As Lloyd repeatedly makes clear, they seem to thrive on chemicals produced by rocks under the influence of great heat and pressure. Intraterrestrials use these chemicals to gain energy and build their bodies, just like plants do using sunlight at the surface, she notes.
How is the research community advancing this relatively new field of intraterrestrial research?
Arguably, the most ambitious remains Japan's ship Chikyu which was designed to drill through Earth's crust and into our mantle.
The mantle is the 2900 km-wide swath of dense rock that makes up 60% of the planet, bounded by Earth's inner core and the 7000 km outer layer of our planetary crust. Drilling into the mantle is a feat that's never been achieved, but the Chikyu has drilled up to 1.2 km into the sea floor off the coast of Japan. Yet as Lloyd acknowledges, it will have to drill a few more kilometers further through the thinnest part of the crust to reach Earth's mantle.

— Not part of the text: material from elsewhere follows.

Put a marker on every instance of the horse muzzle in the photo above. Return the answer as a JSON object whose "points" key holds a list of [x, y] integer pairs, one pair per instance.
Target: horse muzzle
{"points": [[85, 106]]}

If life is found in Earth's mantle, that would likely change astrobiology in untold ways.
Because who could argue that any given planet, no matter how seemingly inhospitable, couldn't harbor some sort of life? That goes for planets within our own solar system, including subterranean Mars, maybe even subterranean Venus, which to date, has been extraordinarily difficult to explore.
Intraterrestrials
Radiation Loving Bacteria
One of the oddest species is a radiation-loving bacterium that holds the record for the deepest life yet found on Earth. It was found thriving 2.8 km deep below the surface in a South African gold mine. Dubbed Desulforudis audaxviator, it apparently eats the reaction products of pure radiation and water.
Intraterrestrial Life's Perplexing Longevity
Some intraterrestrials almost appear to be in stasis, but yet are not.
The fact that living cells likely exist in a nongrowth state for very long timescales raises two important questions, Lloyd writes. Are these microbes evolutionarily adapted to hang out in this undead, dormant state for thousands or millions of years, Lloyd wonders, or do they just persist because cells don't need any special adaptations to stay alive for so long?
The Bottom Line?
Above all, the author gives us a completely new appreciation of how deep life is embedded in our own planet. But if they're here, why won't they also be abundant on myriads of far-flung extrasolar worlds? These could be planets that may not be suitable for bipedal species like our own but would make a perfect habitat for intraterrestrials.
That's a sobering thought. Because it means that such subsurface life may never impact their home planet's atmosphere enough to make their presence detectable via biosignatures.
Dreams of taking a reliable census of exoplanetary life in the galaxy may thus inherently be extremely limited. Such life may not be life as we know it. But, more crucially, even with our best telescopes these extrasolar intraterrestrials may never be readily detectable.